Main Street making a comeback at the expense of the shopping mall
Shopping malls gained stature in many corners of America by evolving into mini-cities, places where senior citizens took exercise walks and Girl Scout troops sold cookies. Some malls leased space to Post Offices and libraries. On Halloween, the mall became a place to trick-or-treat and come Christmas time, it was where Santa Claus spent the day accepting wish lists.
In short, the most successful malls usurped the role of Main Street as the commercial and even cultural center of the communities they served.
Now, however, many shoppers want Main Street back.
Development of new malls has almost completely stopped, with only two being erected in the country since the beginning of 2009, according to the International Council of Shopping Centers.
Outdoor town center concepts, featuring brick sidewalks, streetlights and even public clocks evoking the Main Street of yore, are climbing to a degree that many owners of enclosed malls are considering dramatic makeovers, some including plans to tear off the roof of, or “de-mall” enclosed shopping centers.
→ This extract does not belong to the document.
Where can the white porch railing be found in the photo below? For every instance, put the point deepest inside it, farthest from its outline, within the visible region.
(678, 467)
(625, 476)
Last week, owners of White Flint Mall, the Rockville shopping destination, announced plans to tear the building down and — over the next 25 years — replace it with an outdoor mix of housing, new shops, offices and park space.
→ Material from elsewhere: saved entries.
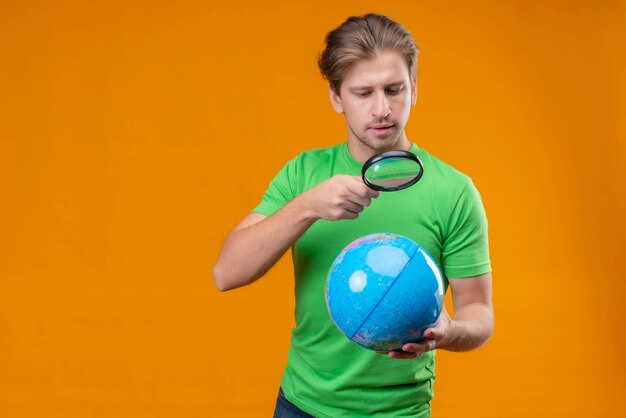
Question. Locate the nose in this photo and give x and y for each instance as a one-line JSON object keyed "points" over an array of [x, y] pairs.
{"points": [[380, 107]]}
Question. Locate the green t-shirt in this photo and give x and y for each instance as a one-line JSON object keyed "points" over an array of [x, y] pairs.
{"points": [[327, 375]]}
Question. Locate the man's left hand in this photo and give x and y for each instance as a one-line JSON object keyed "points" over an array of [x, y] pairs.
{"points": [[434, 337]]}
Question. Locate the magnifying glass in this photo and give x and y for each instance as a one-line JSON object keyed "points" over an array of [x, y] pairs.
{"points": [[390, 171]]}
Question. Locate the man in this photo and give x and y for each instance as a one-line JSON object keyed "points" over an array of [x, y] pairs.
{"points": [[317, 204]]}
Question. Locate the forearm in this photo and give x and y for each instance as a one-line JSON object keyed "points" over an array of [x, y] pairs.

The plans ultimately call for 5.2 million square feet, including 1 million square feet of offices in three buildings along Rockville Pike, 1 million square feet of retail, 2,500 residential units and a 300-room hotel. The current three-level mall is about 800,000 square feet.
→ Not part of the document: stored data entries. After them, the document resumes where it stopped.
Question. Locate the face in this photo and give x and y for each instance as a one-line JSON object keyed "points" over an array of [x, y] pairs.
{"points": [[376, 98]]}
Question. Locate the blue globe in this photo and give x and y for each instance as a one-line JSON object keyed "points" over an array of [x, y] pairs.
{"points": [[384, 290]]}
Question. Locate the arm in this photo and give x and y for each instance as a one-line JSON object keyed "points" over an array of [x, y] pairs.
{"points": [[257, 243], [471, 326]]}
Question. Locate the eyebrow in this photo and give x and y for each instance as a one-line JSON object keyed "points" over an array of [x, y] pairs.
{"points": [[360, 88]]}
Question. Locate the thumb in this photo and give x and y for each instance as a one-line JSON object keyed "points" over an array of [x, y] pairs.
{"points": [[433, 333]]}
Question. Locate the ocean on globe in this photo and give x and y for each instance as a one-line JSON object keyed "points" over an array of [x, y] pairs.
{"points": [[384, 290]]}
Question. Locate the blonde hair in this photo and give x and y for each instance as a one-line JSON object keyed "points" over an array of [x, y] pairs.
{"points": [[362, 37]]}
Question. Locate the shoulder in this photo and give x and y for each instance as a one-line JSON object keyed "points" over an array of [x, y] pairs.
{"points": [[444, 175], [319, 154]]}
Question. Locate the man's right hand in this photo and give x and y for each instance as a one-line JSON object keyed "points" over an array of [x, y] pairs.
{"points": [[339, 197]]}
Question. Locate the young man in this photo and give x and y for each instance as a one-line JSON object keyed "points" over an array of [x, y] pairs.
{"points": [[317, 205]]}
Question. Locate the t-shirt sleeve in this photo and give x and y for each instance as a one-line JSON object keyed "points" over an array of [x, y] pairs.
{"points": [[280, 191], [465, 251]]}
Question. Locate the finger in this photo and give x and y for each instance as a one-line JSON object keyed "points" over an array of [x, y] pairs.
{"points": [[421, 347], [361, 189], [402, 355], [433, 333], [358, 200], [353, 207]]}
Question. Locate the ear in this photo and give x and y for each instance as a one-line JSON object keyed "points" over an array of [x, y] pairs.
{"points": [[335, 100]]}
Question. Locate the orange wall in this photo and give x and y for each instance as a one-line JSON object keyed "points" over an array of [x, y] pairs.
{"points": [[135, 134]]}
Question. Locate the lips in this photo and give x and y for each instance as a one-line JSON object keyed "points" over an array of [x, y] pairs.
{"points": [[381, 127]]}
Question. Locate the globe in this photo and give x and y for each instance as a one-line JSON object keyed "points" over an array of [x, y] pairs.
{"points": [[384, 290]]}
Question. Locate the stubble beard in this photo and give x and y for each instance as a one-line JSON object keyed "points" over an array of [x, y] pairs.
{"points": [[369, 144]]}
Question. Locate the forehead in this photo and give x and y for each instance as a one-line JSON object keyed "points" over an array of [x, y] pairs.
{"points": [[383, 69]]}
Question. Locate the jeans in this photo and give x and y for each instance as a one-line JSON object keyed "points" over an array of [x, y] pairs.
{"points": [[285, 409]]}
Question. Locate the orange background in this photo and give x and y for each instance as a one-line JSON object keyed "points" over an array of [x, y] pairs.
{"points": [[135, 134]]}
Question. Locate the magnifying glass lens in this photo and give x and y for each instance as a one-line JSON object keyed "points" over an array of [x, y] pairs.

Civic amenities are also envisioned for the property, owned by Lerner Enterprises and Tower. On the south side of the property, the companies have reserved space for the construction of a new elementary school, and on the east side, plan to build a public park, part of 13.1 acres of open space on the property.
“It’s not going to be a mall,” said Michael Cohen, an architect with Boston-based Elkus Manfredi hired by the developers. “It’s going to be more of a town, in a way. So you’re not making a mall, you’re making a town, a community.”
The first phase of White Flint Mall’s redevelopment envisions 740,000 square feet of retail and 1,200 residential units around a central “piazza.” The transformation is made more difficult by the fact that the mall’s two top tenants, Bloomingdales and Lord & Taylor, independently own their spaces and would re-open in the new development. The owners will also have to determine what to do with their existing tenants. The proposal, which requires a string of approvals, coincides with a new White Flint plan passed by the county.
“Malls are changing,” said James D. Policaro, managing director of development for Lerner. “It’s a transformation — a transformation of buying habits.”
White Flint isn’t the only property in the Washington area whose owners are considering a transformation toward a town center concept.
Vornado/Charles E. Smith, owner of Springfield Mall, envisions a similar remake. The developer has proposed replacing the 2.1 million-square-foot mall with an 80-acre town center that would ultimately have more than 2,000 housing units, multiple office buildings and a hotel.
Somera Capital Management, based in Santa Barbara, Calif., bought the Laurel Mall in 2007 and proposed a $250 million transformation into a town center that would have added new housing and retail. Plans were stalled by the recession.